The prevalence of obesity has reached pandemic dimensions, with dramatic consequences for public health [1]. Imbalanced energy supply and consumption coupled with a sedentary lifestyle favor obesity, which represents a major risk factor for developing various disorders such as type 2 diabetes mellitus, non-alcoholic liver and cardiovascular diseases [[2], [3], [4], [5]]. One of the major developments in obesity research over the past decade is the recognition of adipose tissue as a major endocrine organ. Adipocytes release a multiplicity of protein hormones and signaling factors, so called adipokines [6], by which adipose tissue communicates with other organs including skeletal muscle and liver. Alterations of these complex protein signatures are suggested to play a crucial role in the pathophysiology of metabolic diseases [7]. Detailed characterization adipokine secretion profiles will likely improve the understanding of the molecular pathophysiology of metabolic disorders.
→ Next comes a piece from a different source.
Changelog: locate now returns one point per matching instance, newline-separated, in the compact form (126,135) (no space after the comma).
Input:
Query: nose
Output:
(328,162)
Accordingly, several attempts have been made to elucidate the complex nature of adipose tissue secretomes utilizing different proteomic approaches [8]. In this context, we identified several hundred proteins, which were annotated to be putatively secreted by primary human adipocytes [9] and can be found at http://diabesityprot.org/.
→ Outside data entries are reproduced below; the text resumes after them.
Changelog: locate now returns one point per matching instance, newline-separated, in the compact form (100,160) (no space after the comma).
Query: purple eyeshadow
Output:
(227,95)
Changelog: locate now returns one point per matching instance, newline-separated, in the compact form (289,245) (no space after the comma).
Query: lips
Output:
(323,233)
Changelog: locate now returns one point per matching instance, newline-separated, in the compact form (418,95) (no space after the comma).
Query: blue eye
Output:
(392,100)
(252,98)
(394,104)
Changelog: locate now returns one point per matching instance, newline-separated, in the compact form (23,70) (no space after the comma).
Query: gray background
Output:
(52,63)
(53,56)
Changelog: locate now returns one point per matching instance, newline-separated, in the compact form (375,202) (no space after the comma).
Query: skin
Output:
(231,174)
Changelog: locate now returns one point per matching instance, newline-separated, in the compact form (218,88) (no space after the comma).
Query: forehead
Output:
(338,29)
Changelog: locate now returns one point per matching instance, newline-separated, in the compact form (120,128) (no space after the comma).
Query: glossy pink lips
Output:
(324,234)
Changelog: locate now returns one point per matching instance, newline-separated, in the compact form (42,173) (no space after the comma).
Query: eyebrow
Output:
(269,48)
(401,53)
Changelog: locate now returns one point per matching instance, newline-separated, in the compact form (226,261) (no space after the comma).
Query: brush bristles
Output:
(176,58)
Using web-based computational filter algorithms like SignalP and SecretomeP, a relevant proportion of consistently identified adipokines has been assigned to intracellular non-secretory proteins [10,11]. There is evidence that these proteins might be shuttled using unconventional protein secretion pathways [[12], [13], [14]]. In addition to conventional secretion via the ER and trans-Golgi network (TGN), cytosolic proteins can be directly secreted via carrier proteins or can be directly transported to the plasma membrane or lysosomal compartments bypassing Golgi processing [15]. Furthermore, some proteins are secreted via microvesicles or exosomes [16]. Microvesciles, sized 50 nm to 1000 nm, bud from the plasma membrane, and are known to be involved in protein secretion since the late 90s when interleukin-1ß release could be associated to microvesicles [17]. In many publications, unconventional protein secretion (UPS) is only associated with cellular stress, e.g. apoptotic bodies, but more and more evidence exists that it is a form of regular intercellular communication [18]. Exosomes are vesicles of 40–150 nm of size mainly released via multivesicular bodies (MVBs), which can contain microRNAs and numerous molecules involved in signal transduction, such as protein kinases and heterotrimeric G-proteins, various metabolic enzymes and heat-shock proteins Hsp70 and Hsp90 [19]. Experimental data indicates that transport of intracellular proteins to the extracellular compartment via exosomes and its uptake by other cells constitutes an important component of the overall secretome composition with distant effects of the shuttled cargo [20]. This notion should be considered for comprehensive secretome analysis approaches.

Therefore, the current study aims at elucidating the nature of proteins released by exosomes from primary human adipocytes in comparions with the overall secretome from the same cells. The evaluation of exosomal signatures with the corresponding reference secretome [9] indicate a significant contribution of exosomal messenging within the overall secretomes derived from adipose tissue.